00:00 imirkin: airlied: ok, looks like his stuff is largely related to (surprise surprise) HDR. that's about 5 steps ahead of me.
00:02 imirkin: i'm just trying to get things up and running. worrying about colorspaces / whitepoints is ... a lot fancier.
01:09 Lyude: maxwell2 starts at nv120 right
01:11 skeggsb: Lyude: yeah
01:33 imirkin: wow, impressive patch on-list for a first contribution
03:08 Lyude: imirkin: is that re: clockgating?
03:08 imirkin: no, re some guy messing around with the disp sor assignment internals
03:08 Lyude: ahh, ok
03:08 imirkin: it'll ultimately probably not go upstream, but it shows a higher-than-usual level of competence :)
05:58 Benau: imirkin will you have the interests to look at this trace (recorded in nouveau gt240)

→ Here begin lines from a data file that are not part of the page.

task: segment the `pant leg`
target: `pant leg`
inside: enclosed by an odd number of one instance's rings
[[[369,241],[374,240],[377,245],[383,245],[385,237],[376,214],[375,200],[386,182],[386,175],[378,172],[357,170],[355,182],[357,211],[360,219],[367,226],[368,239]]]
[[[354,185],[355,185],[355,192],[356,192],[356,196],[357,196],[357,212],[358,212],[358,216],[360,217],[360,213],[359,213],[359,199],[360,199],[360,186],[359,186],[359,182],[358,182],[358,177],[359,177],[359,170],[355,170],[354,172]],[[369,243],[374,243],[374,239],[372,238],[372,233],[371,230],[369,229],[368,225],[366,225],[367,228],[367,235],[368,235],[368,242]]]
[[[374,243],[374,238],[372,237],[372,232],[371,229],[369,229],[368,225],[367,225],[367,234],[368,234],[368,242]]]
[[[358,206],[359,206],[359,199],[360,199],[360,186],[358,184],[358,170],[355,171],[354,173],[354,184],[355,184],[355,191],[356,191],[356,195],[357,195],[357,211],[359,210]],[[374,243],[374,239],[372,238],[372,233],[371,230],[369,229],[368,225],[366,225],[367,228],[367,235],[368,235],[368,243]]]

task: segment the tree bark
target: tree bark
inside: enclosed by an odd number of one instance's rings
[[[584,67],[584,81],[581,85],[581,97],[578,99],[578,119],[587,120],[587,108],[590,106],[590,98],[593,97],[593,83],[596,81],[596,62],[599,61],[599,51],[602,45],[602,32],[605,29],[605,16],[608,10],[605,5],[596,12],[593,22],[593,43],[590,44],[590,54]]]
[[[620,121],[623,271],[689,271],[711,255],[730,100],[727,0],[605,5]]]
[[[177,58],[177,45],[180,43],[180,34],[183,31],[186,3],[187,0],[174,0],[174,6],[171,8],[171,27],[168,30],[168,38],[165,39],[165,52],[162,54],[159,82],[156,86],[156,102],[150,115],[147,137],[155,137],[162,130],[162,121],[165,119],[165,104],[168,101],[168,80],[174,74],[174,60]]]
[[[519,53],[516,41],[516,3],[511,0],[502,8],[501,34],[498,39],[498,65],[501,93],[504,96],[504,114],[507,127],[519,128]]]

05:58 Benau: https://github.com/supertuxkart/stk-code/issues/3058#issuecomment-362989033
05:58 Benau: seems that texture buffer object is not properly supported
08:59 pmoreau: Lyude: Which branch to use on your GitHub for the latest clock gating version? I have been using wip/kepler+-clockgating-v1r5, but I don’t get anything printed saying clock gating is enabled, and that branch does not contain the 5th patch you were talking about earlier (that would enable the kernel param)
09:07 pmoreau: Lyude: Nevermind, I switched to the series on the ML instead.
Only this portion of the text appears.